Jacob Christian reached Liverpool from Antigua at the age of fifteen. He married Octavia Caulfield: they had six children, all inheriting their father’s dark complexion. George William Christian (1872-1924) ran an import-export business in German Cameroon where he was expelled in 1904; he then established his business in Nigeria where by 1910 he had four branches. With his brother Arthur, also trained with famed Liverpool merchant John Holt in Nigeria, their business had the third brother Alexander at its Liverpool headquarters: at one time like their father, he was a timber merchant. G. W. Christian and Co Ltd, incorporated in 1911, flourished.
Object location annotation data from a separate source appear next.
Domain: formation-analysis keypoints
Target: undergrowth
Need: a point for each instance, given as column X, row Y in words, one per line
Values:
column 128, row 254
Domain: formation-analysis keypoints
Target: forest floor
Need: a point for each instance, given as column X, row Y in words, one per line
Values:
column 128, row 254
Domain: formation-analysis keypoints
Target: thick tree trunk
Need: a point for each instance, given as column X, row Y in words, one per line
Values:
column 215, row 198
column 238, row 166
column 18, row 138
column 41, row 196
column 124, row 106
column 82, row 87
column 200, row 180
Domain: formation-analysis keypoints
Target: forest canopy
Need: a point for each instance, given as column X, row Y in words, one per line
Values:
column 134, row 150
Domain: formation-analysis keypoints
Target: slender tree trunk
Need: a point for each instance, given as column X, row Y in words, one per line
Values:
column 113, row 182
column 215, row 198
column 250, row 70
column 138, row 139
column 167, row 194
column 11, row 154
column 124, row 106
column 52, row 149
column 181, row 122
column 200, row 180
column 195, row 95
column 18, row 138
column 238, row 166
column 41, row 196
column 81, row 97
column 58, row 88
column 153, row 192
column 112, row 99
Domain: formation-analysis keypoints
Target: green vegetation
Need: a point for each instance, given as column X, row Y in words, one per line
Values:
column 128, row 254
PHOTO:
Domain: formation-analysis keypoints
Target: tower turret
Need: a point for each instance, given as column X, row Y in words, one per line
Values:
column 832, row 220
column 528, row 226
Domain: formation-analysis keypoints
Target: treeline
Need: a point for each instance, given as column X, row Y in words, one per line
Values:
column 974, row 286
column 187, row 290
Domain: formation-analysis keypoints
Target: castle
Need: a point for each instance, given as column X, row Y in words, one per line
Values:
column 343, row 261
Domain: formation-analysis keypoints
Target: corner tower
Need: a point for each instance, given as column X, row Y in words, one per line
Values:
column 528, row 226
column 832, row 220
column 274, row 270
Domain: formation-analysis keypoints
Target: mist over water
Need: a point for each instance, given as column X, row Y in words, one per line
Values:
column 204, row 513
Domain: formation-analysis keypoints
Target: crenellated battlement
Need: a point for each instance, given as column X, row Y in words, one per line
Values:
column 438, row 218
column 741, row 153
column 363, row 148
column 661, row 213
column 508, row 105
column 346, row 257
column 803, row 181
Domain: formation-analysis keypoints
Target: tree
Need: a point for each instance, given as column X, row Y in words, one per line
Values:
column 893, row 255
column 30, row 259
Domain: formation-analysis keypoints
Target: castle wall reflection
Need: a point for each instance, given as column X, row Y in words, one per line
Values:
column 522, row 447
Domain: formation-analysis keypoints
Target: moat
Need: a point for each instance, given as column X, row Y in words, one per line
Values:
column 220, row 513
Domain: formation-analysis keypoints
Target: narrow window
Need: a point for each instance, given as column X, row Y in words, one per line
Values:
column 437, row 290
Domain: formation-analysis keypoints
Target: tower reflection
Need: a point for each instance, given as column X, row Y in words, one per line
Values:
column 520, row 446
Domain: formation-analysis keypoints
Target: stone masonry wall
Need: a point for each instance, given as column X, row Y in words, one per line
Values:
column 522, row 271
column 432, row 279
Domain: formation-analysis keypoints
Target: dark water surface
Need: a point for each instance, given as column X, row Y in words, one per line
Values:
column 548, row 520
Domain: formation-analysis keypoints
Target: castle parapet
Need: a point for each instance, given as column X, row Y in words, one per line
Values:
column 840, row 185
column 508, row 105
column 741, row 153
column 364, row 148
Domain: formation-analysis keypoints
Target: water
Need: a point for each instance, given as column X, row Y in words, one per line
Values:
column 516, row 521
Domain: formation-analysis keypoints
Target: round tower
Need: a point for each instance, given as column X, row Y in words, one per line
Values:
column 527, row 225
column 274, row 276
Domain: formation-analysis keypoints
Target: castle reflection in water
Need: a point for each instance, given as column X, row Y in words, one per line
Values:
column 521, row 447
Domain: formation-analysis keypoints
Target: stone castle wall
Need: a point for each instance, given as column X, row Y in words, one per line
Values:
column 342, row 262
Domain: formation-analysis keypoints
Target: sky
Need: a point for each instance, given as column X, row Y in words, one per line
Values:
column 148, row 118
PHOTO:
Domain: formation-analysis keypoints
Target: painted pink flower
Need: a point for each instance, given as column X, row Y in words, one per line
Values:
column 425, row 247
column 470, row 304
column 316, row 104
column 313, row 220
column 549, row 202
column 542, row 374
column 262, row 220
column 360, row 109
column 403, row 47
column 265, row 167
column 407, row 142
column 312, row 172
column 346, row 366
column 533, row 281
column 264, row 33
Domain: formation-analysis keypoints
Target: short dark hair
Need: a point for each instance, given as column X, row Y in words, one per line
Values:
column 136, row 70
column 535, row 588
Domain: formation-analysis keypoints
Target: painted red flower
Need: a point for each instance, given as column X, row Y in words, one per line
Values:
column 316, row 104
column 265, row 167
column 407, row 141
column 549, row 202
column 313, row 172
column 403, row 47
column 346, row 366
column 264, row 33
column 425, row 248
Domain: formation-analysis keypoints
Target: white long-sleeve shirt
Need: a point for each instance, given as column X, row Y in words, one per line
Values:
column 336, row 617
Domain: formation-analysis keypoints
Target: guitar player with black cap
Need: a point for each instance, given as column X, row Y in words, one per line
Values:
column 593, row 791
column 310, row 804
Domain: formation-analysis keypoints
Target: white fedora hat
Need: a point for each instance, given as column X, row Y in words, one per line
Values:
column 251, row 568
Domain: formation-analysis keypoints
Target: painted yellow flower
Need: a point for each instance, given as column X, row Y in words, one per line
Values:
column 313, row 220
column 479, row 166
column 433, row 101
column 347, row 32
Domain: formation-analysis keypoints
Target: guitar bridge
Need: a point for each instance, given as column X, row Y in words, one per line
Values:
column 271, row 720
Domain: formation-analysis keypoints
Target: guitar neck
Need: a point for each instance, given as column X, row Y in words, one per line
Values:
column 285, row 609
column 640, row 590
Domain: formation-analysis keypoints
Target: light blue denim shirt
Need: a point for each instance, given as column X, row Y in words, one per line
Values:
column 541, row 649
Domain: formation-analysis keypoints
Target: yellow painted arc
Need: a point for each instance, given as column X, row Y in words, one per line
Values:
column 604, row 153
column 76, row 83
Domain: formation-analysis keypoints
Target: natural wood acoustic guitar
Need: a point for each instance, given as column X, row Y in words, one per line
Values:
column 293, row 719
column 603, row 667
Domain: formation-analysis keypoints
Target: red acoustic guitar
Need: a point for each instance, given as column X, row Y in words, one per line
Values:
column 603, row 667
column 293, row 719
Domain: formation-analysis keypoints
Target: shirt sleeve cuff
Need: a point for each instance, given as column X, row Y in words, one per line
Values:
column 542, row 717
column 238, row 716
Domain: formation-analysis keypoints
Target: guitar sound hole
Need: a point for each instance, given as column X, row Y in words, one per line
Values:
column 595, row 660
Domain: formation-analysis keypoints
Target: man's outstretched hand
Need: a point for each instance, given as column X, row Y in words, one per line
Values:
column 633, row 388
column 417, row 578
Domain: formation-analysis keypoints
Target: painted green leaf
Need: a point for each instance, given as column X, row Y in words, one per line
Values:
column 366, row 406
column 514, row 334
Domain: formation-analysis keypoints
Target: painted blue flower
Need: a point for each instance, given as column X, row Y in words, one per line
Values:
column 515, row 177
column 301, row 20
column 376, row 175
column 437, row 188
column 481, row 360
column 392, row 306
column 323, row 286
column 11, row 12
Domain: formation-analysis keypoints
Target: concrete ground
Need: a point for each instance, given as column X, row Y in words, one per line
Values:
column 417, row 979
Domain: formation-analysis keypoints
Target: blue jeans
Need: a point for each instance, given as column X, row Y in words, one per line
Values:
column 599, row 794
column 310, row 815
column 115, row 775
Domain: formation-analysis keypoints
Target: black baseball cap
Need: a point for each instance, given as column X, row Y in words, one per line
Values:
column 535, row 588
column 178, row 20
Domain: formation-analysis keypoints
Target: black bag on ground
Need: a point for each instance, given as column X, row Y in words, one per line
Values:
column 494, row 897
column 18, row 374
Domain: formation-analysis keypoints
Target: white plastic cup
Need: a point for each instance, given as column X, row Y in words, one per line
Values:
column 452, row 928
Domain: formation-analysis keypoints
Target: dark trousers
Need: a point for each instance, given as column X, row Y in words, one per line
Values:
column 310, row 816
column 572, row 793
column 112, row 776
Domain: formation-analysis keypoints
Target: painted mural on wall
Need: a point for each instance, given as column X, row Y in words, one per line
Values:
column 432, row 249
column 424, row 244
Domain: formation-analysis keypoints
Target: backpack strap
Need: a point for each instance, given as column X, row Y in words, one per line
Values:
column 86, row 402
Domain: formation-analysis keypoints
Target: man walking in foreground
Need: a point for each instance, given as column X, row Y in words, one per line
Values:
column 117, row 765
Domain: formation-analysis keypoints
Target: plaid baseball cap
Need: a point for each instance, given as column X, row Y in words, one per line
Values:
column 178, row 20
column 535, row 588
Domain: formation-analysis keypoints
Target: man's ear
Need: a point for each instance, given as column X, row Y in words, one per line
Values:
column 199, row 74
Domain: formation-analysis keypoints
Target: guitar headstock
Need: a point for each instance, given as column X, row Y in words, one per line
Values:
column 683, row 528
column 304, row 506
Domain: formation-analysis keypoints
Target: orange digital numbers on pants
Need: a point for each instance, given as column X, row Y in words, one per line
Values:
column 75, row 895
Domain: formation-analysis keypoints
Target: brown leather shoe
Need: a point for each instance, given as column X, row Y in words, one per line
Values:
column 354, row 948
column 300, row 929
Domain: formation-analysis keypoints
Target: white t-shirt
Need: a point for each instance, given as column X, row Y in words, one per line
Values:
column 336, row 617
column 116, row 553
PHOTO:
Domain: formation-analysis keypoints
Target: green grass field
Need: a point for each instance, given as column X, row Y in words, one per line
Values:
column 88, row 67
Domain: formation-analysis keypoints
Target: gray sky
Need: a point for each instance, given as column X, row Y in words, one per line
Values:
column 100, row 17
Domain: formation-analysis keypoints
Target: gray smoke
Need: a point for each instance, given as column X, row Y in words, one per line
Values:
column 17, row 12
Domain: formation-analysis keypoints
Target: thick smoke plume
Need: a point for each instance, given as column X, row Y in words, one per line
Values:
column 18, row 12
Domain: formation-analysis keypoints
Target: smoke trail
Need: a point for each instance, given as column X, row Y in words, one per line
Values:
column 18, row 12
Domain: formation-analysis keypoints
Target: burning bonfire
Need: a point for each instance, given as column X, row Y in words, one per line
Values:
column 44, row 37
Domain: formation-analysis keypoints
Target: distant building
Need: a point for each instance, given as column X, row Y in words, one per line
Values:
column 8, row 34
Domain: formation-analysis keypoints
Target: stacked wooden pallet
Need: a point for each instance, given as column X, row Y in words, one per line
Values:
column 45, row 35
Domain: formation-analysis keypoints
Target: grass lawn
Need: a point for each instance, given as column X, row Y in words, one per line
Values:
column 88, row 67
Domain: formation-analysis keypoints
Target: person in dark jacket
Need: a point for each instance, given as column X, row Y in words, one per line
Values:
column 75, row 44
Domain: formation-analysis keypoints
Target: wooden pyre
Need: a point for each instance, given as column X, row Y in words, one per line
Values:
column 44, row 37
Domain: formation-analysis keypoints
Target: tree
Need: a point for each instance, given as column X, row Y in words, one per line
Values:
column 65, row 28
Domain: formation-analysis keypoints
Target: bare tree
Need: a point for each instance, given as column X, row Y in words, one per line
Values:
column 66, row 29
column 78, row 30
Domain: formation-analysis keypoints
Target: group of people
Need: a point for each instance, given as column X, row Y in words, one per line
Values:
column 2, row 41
George Christian married Isabella Callow Stanbury in Liverpool in 1911. He sold his company to Lever Brothers in 1919 and purchased a plantation at Idenau in the now-British Cameroons. They had three children (born in England although Isabella shared his life in Africa – above photograph taken in Onitsha, Nigeria in 1919): Margaret permitted access to family papers and photographs including a photograph of her father’s grave in Africa, for he died at Idenau in January 1924.

George Christian’s three sisters were Octavia, who married a Liverpool tailor named McDavid, Julia the oldest who, widowed, took her children to Canada in 1910, and Rubena who migrated with her husband and  their children to Saskatchewan, Canada, in 1906. There are Canadian descendents of Rubena Patterson and Julia Rogers.

Octavia, recalled as a fearsome lady by her niece, had a daughter and several sons – three of the boys had successful careers in the merchant navy (one died when his ship was torpedoed; another was a captain and died a very wealthy man in his nineties) including Herbert Gladstone McDavid (1898-1966), the first-born, who in 1952 became the managing director of the Glen Line which had fifteen steamships. It was a subsidiary of the Blue Funnel Line where he had started his career. It sailed twice monthly from London. McDavid was knighted because of his role in the management of shipping in the 1956 Suez crisis. 

“George William Christian (1872-1924): Liverpool Merchant” by Jeffrey Green was published in Rainer Lotz and Ian Pegg (eds), Under the Imperial Carpet (Crawley: Rabbit Press, 1986) pp 69-77 and there is an entry in the Oxford Dictionary of National Biography.

Charles Kay’s research on Sir Herbert McDavid was published in the Oxford Dictionary of National Biography in late 2010. McDavid’s photograph is in the National Portrait Gallery, London and in Ray Costello, Liverpool Black Pioneers (Bluecoat Press, 2007, p 99). The Canadian family connections are continuing to be researched.